I almost think Gilson’s book, ‘Atheist Tactician’ would have been better aimed at Faircloth. This guy is a true political tactician aimed at organizing on common ground, atheists, humanists, skeptics and free-thinkers in our society, which has arguably been one of their major weak-points. And, I don’t doubt their ability to partner with many, if not all, of the more liberal wing of Christianity and other religions.
I did agree with Faircloth on one major point besides the effectiveness of their strategy. He agrees with many Christians on morality being the only thing we can legislate (in opposition to the ‘you can’t legislate morality’ slogan). But, he advocates taking the term morality back from the ‘right.’ He has noticed through his political work that the ‘right’ often used the morality card to make their case, and the ‘left’ seem to avoid it, giving that point to the ‘right.’ But, he says, the ‘left’ shouldn’t be letting the ‘right’ be the only ones to play the morality game.
Tom Gilson said that Tim McGrew’s initial assessment of Boghossian’s work is that while he isn’t a heavy-hitter, as he makes a number of clear and crucial mistakes, that he will ‘rip through the average church-goer like a buzz-saw through balsa.’ (See update on this quote below.) I would agree, as while these ‘newer’ atheists largely setup a straw-man with regard to Christianity, they are quite right about the state of a large number of their target Christian audience and their ill-equipped state, not to mention the ‘mushy middle’ of the general populace.
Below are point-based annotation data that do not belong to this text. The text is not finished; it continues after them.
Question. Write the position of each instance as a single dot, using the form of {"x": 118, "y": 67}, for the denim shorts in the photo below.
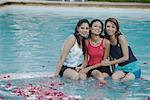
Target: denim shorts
{"x": 130, "y": 68}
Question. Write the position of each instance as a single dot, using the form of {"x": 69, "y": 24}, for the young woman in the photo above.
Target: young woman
{"x": 73, "y": 49}
{"x": 97, "y": 50}
{"x": 120, "y": 53}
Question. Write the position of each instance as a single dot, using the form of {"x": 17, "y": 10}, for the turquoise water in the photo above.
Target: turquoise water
{"x": 31, "y": 39}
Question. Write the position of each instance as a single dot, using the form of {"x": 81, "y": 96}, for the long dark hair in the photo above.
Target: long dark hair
{"x": 113, "y": 20}
{"x": 77, "y": 35}
{"x": 93, "y": 21}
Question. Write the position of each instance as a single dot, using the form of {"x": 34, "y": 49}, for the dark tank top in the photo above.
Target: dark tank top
{"x": 116, "y": 52}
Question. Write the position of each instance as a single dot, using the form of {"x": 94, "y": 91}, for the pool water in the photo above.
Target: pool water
{"x": 31, "y": 38}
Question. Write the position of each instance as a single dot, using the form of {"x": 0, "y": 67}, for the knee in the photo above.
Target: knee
{"x": 130, "y": 76}
{"x": 95, "y": 73}
{"x": 75, "y": 77}
{"x": 115, "y": 77}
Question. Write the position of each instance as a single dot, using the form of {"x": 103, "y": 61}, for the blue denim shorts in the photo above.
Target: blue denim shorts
{"x": 130, "y": 68}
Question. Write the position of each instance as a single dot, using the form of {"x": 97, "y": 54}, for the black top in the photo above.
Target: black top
{"x": 116, "y": 52}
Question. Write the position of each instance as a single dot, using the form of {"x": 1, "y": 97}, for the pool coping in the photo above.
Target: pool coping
{"x": 75, "y": 4}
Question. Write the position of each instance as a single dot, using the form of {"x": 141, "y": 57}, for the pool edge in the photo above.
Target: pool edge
{"x": 75, "y": 4}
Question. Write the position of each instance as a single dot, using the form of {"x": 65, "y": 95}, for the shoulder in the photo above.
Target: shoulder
{"x": 107, "y": 42}
{"x": 71, "y": 39}
{"x": 87, "y": 41}
{"x": 122, "y": 39}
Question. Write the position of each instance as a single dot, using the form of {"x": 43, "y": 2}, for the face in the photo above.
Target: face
{"x": 96, "y": 28}
{"x": 111, "y": 28}
{"x": 84, "y": 29}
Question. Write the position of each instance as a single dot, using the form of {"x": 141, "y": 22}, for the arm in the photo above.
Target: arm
{"x": 124, "y": 46}
{"x": 67, "y": 46}
{"x": 106, "y": 53}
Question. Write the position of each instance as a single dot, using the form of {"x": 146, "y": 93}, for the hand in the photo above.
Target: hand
{"x": 78, "y": 68}
{"x": 56, "y": 74}
{"x": 85, "y": 70}
{"x": 105, "y": 62}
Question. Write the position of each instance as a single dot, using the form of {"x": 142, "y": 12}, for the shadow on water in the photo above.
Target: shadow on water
{"x": 58, "y": 88}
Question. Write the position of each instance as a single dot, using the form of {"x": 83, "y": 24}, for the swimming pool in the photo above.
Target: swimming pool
{"x": 31, "y": 38}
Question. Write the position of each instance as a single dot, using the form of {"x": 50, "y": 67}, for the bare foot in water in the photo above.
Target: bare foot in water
{"x": 103, "y": 81}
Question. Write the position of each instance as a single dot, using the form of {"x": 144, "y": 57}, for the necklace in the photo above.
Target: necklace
{"x": 95, "y": 42}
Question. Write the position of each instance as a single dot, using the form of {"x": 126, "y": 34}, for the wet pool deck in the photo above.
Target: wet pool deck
{"x": 11, "y": 76}
{"x": 74, "y": 4}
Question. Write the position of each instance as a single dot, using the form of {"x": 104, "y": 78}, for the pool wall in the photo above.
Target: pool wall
{"x": 74, "y": 4}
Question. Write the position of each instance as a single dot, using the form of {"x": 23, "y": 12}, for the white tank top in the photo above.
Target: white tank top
{"x": 74, "y": 57}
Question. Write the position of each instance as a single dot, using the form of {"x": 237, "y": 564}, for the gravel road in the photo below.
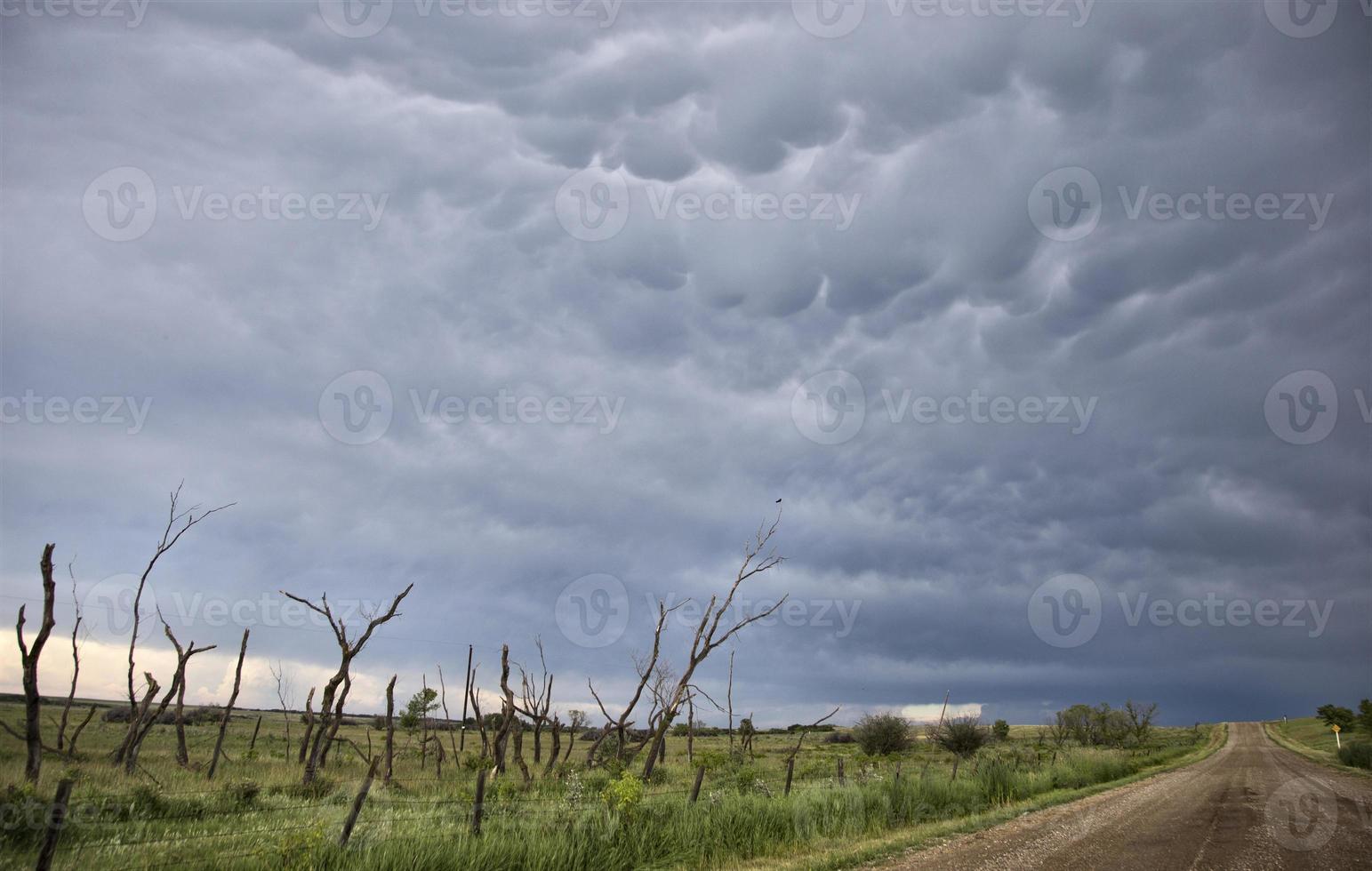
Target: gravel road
{"x": 1250, "y": 805}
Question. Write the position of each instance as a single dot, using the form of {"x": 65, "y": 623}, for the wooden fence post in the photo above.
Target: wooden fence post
{"x": 477, "y": 805}
{"x": 57, "y": 819}
{"x": 357, "y": 803}
{"x": 694, "y": 790}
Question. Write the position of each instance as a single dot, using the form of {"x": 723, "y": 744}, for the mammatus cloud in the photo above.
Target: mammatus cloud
{"x": 497, "y": 302}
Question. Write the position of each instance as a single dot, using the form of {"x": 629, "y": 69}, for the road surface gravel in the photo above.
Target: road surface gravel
{"x": 1250, "y": 805}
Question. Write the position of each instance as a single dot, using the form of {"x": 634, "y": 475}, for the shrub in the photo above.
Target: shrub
{"x": 242, "y": 793}
{"x": 623, "y": 795}
{"x": 1356, "y": 754}
{"x": 960, "y": 735}
{"x": 879, "y": 734}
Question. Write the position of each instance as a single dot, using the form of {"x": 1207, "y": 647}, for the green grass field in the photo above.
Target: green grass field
{"x": 254, "y": 813}
{"x": 1312, "y": 739}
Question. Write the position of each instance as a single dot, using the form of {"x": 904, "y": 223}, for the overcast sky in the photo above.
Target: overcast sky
{"x": 543, "y": 306}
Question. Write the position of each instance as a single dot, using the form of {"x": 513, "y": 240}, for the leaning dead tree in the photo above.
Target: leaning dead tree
{"x": 472, "y": 696}
{"x": 538, "y": 699}
{"x": 285, "y": 696}
{"x": 179, "y": 523}
{"x": 331, "y": 704}
{"x": 708, "y": 634}
{"x": 29, "y": 660}
{"x": 182, "y": 658}
{"x": 645, "y": 666}
{"x": 228, "y": 709}
{"x": 76, "y": 661}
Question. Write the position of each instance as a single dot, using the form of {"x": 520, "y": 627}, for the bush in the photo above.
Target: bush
{"x": 1356, "y": 754}
{"x": 879, "y": 734}
{"x": 960, "y": 735}
{"x": 624, "y": 795}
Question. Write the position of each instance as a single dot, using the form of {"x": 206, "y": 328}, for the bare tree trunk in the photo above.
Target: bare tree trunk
{"x": 76, "y": 663}
{"x": 309, "y": 724}
{"x": 331, "y": 711}
{"x": 705, "y": 639}
{"x": 446, "y": 716}
{"x": 389, "y": 730}
{"x": 29, "y": 659}
{"x": 507, "y": 709}
{"x": 467, "y": 683}
{"x": 182, "y": 658}
{"x": 76, "y": 732}
{"x": 164, "y": 545}
{"x": 228, "y": 709}
{"x": 519, "y": 750}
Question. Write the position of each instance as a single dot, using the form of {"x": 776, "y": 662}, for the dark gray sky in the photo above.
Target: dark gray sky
{"x": 541, "y": 306}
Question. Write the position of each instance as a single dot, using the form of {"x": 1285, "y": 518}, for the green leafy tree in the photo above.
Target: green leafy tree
{"x": 879, "y": 734}
{"x": 962, "y": 737}
{"x": 420, "y": 706}
{"x": 1336, "y": 715}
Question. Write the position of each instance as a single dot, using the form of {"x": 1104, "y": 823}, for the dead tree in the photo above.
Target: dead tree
{"x": 729, "y": 699}
{"x": 538, "y": 699}
{"x": 228, "y": 709}
{"x": 477, "y": 711}
{"x": 309, "y": 726}
{"x": 708, "y": 635}
{"x": 76, "y": 661}
{"x": 331, "y": 708}
{"x": 179, "y": 523}
{"x": 29, "y": 659}
{"x": 575, "y": 723}
{"x": 804, "y": 730}
{"x": 182, "y": 658}
{"x": 285, "y": 696}
{"x": 645, "y": 667}
{"x": 558, "y": 745}
{"x": 508, "y": 717}
{"x": 447, "y": 717}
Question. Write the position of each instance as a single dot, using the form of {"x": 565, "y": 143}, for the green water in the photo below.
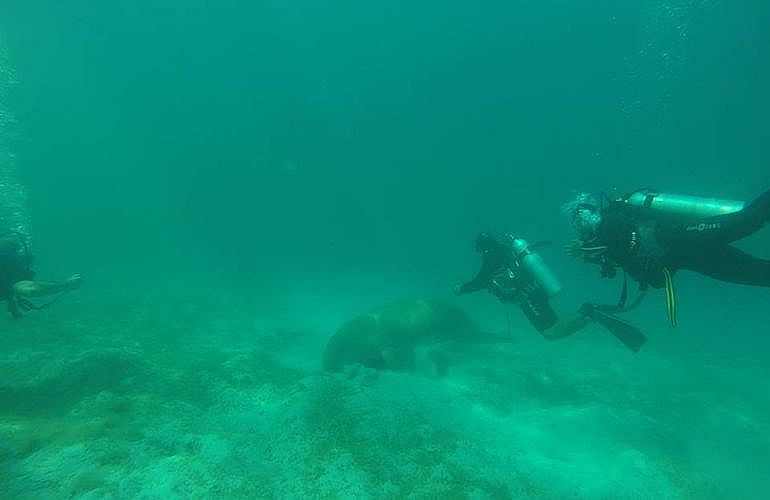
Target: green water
{"x": 237, "y": 179}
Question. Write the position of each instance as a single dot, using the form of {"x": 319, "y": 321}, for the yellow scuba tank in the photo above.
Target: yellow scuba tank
{"x": 535, "y": 267}
{"x": 683, "y": 205}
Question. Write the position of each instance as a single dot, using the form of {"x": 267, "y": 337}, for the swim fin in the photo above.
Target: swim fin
{"x": 631, "y": 336}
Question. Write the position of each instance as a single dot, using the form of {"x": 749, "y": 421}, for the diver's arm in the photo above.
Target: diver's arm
{"x": 33, "y": 289}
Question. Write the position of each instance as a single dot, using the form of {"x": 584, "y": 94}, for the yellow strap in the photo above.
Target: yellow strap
{"x": 670, "y": 296}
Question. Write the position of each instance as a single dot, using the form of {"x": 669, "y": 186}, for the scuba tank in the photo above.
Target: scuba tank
{"x": 687, "y": 206}
{"x": 534, "y": 265}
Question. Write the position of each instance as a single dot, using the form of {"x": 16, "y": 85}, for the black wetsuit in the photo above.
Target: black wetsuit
{"x": 644, "y": 244}
{"x": 499, "y": 263}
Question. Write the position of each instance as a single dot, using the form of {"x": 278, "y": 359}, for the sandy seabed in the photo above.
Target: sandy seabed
{"x": 163, "y": 398}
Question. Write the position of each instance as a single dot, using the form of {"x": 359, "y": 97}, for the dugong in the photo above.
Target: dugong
{"x": 386, "y": 337}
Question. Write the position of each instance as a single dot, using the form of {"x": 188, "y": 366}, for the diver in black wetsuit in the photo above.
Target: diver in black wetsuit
{"x": 650, "y": 236}
{"x": 514, "y": 273}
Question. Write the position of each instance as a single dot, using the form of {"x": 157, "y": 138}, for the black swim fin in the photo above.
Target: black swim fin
{"x": 631, "y": 336}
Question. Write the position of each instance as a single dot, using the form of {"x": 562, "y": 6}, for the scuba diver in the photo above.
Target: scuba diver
{"x": 651, "y": 235}
{"x": 17, "y": 284}
{"x": 513, "y": 272}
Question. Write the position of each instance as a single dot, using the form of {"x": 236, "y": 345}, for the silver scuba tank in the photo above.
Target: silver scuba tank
{"x": 534, "y": 265}
{"x": 683, "y": 205}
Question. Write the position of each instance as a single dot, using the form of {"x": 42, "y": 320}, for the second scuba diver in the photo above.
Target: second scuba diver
{"x": 651, "y": 235}
{"x": 514, "y": 273}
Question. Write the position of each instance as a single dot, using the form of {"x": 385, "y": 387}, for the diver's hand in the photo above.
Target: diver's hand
{"x": 74, "y": 282}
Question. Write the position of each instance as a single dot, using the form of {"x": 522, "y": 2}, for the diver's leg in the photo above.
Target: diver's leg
{"x": 727, "y": 263}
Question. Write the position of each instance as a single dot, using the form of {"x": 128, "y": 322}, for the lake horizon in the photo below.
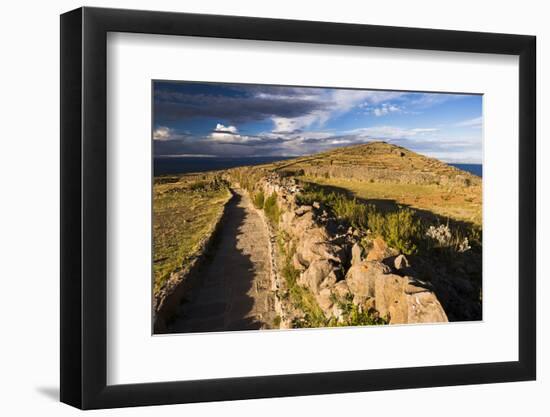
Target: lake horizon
{"x": 174, "y": 165}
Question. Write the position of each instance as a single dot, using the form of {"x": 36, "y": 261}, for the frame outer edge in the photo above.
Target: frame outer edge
{"x": 70, "y": 214}
{"x": 83, "y": 201}
{"x": 527, "y": 206}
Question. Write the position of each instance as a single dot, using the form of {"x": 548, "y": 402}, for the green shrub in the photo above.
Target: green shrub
{"x": 353, "y": 315}
{"x": 271, "y": 209}
{"x": 258, "y": 200}
{"x": 401, "y": 229}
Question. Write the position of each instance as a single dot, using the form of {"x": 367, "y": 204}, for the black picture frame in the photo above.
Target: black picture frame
{"x": 84, "y": 207}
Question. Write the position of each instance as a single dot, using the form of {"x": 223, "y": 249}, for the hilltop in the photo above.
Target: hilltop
{"x": 378, "y": 162}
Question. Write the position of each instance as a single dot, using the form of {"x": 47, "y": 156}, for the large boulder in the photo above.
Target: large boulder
{"x": 402, "y": 299}
{"x": 356, "y": 254}
{"x": 380, "y": 250}
{"x": 361, "y": 277}
{"x": 320, "y": 274}
{"x": 315, "y": 245}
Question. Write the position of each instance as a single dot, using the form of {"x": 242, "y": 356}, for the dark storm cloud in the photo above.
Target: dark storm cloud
{"x": 236, "y": 109}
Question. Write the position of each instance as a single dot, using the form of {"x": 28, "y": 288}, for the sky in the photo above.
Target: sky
{"x": 238, "y": 120}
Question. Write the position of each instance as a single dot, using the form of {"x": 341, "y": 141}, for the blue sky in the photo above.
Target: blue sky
{"x": 238, "y": 120}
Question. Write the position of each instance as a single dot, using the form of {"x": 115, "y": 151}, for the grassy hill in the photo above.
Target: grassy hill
{"x": 380, "y": 162}
{"x": 387, "y": 176}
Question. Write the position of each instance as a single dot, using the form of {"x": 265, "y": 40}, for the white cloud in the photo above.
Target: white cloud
{"x": 225, "y": 129}
{"x": 162, "y": 133}
{"x": 391, "y": 132}
{"x": 229, "y": 134}
{"x": 476, "y": 122}
{"x": 385, "y": 108}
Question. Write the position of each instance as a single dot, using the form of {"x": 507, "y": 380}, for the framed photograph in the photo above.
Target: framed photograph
{"x": 259, "y": 208}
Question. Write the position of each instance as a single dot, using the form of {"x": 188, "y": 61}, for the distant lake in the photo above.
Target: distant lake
{"x": 476, "y": 169}
{"x": 186, "y": 164}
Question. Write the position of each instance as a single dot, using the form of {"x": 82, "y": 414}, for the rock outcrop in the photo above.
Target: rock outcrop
{"x": 333, "y": 265}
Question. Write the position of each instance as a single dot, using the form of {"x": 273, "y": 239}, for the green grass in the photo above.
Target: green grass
{"x": 184, "y": 213}
{"x": 271, "y": 209}
{"x": 258, "y": 200}
{"x": 354, "y": 315}
{"x": 401, "y": 227}
{"x": 457, "y": 203}
{"x": 301, "y": 298}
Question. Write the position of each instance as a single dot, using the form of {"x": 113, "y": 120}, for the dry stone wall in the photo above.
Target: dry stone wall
{"x": 333, "y": 266}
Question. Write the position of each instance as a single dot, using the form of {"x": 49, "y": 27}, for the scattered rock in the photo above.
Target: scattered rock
{"x": 401, "y": 262}
{"x": 340, "y": 289}
{"x": 324, "y": 299}
{"x": 360, "y": 277}
{"x": 380, "y": 250}
{"x": 356, "y": 254}
{"x": 303, "y": 210}
{"x": 319, "y": 274}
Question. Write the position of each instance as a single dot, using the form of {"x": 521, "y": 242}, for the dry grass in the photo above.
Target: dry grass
{"x": 458, "y": 203}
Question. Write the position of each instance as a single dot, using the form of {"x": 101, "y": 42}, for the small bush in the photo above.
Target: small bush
{"x": 258, "y": 200}
{"x": 271, "y": 209}
{"x": 354, "y": 315}
{"x": 401, "y": 229}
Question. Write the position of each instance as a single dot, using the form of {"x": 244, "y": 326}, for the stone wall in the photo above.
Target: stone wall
{"x": 334, "y": 267}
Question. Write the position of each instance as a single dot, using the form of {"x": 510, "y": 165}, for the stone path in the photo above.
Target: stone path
{"x": 236, "y": 285}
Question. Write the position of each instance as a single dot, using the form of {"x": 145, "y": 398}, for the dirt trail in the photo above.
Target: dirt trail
{"x": 236, "y": 284}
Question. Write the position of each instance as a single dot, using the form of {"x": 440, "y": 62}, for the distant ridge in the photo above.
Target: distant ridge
{"x": 379, "y": 161}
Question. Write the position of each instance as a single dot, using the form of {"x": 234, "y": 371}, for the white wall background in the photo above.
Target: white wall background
{"x": 29, "y": 225}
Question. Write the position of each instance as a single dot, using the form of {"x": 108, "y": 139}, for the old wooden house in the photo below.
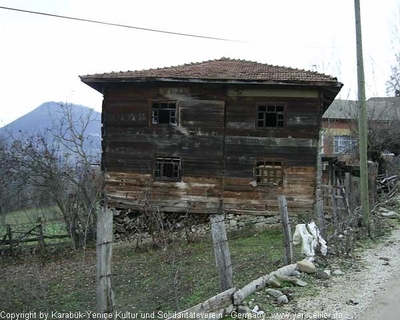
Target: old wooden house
{"x": 217, "y": 136}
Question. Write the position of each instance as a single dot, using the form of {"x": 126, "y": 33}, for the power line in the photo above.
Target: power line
{"x": 120, "y": 25}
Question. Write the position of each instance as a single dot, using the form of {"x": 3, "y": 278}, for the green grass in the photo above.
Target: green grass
{"x": 23, "y": 221}
{"x": 143, "y": 281}
{"x": 26, "y": 216}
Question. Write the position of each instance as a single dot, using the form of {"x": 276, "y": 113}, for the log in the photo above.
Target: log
{"x": 250, "y": 288}
{"x": 221, "y": 251}
{"x": 105, "y": 294}
{"x": 288, "y": 257}
{"x": 216, "y": 304}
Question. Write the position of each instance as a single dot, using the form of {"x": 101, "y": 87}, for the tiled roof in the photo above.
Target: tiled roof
{"x": 381, "y": 109}
{"x": 224, "y": 69}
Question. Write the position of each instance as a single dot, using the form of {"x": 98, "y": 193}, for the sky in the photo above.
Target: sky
{"x": 42, "y": 57}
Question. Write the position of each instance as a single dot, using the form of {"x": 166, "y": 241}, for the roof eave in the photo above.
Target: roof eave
{"x": 99, "y": 83}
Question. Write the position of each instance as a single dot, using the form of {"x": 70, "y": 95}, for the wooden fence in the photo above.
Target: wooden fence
{"x": 13, "y": 239}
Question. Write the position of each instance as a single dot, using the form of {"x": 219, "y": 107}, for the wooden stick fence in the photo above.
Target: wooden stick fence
{"x": 37, "y": 235}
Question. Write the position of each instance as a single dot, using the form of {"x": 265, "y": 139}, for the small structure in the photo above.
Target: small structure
{"x": 217, "y": 136}
{"x": 340, "y": 125}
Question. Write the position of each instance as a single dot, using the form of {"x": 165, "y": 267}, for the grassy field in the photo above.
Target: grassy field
{"x": 22, "y": 221}
{"x": 151, "y": 280}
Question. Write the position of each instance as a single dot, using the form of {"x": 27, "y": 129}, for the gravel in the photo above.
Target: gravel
{"x": 347, "y": 296}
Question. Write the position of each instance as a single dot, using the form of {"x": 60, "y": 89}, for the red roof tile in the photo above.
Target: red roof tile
{"x": 222, "y": 69}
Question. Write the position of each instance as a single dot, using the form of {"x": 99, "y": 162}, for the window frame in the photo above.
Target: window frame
{"x": 266, "y": 111}
{"x": 155, "y": 112}
{"x": 268, "y": 166}
{"x": 343, "y": 144}
{"x": 159, "y": 172}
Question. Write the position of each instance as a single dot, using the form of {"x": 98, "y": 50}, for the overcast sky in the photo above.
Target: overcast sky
{"x": 42, "y": 57}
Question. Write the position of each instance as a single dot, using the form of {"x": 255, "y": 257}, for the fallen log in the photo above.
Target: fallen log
{"x": 250, "y": 288}
{"x": 216, "y": 304}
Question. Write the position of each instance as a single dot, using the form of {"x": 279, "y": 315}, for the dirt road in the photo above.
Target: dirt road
{"x": 385, "y": 305}
{"x": 368, "y": 291}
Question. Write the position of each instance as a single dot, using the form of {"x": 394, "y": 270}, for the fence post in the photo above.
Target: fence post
{"x": 288, "y": 257}
{"x": 42, "y": 244}
{"x": 372, "y": 173}
{"x": 221, "y": 250}
{"x": 334, "y": 210}
{"x": 9, "y": 233}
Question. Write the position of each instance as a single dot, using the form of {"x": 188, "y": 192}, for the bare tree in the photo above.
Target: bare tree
{"x": 56, "y": 166}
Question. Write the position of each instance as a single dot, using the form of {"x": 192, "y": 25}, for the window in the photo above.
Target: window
{"x": 270, "y": 116}
{"x": 268, "y": 172}
{"x": 344, "y": 145}
{"x": 164, "y": 113}
{"x": 168, "y": 168}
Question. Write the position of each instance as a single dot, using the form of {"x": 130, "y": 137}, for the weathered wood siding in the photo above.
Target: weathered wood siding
{"x": 218, "y": 142}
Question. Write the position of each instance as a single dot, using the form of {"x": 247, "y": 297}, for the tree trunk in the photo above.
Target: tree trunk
{"x": 105, "y": 295}
{"x": 288, "y": 257}
{"x": 221, "y": 250}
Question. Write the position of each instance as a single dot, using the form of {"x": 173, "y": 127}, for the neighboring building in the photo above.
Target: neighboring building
{"x": 221, "y": 135}
{"x": 340, "y": 126}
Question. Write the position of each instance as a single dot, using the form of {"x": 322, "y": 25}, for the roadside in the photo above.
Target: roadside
{"x": 370, "y": 284}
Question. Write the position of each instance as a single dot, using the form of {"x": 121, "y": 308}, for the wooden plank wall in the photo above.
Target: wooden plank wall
{"x": 215, "y": 159}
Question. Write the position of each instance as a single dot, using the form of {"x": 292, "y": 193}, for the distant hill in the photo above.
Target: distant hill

These tactics will be effective. The question becomes who is better organized, with greater numbers, Christian apologists, or these new-er atheists? In the end, of course, God is in control. But, are we being faithful in our role as Christian case-makers?
Update: Wednesday, January 22, 2014
Regarding the above Tim McGrew quote:
I suppose I should be honored that Peter Boghossian or one of his agents actually took the time to read my article, but imagine my surprise when I learned they pulled a paraphrased quote from MY article to ‘endorse’ Peter’s book… yes, you read that right, an actual endorsement on the Amazon site. I guess I was under the mistaken impression that book endorsements were usually given by the actual person giving the endorsement. I can be so naive sometimes!
Well in that case, you might want to check out Dr. Tim McGrew’s ACTUAL opinion of Boghossian’s book. I’ll also include the full quote here for clarity: “My initial assessment: he’s not a heavy hitter, and he’s making a number of clear and crucial mistakes – BUT – he’ll rip through the average church-goer like a buzz-saw through balsa.”
That’s a bit of a stretch as an endorsement, IMO. As Dr. McGrew rightly notes, it’s more an accurate assessment of the sad state of Christian education and apologetics in our churches. Or, to put this another way, it doesn’t take all that much effort to ‘rip through the average church-goer like a buzz-saw through balsa’ these days (which, in fact, is actually included in the analogy… a point Boghossian or his agents seem to have missed!)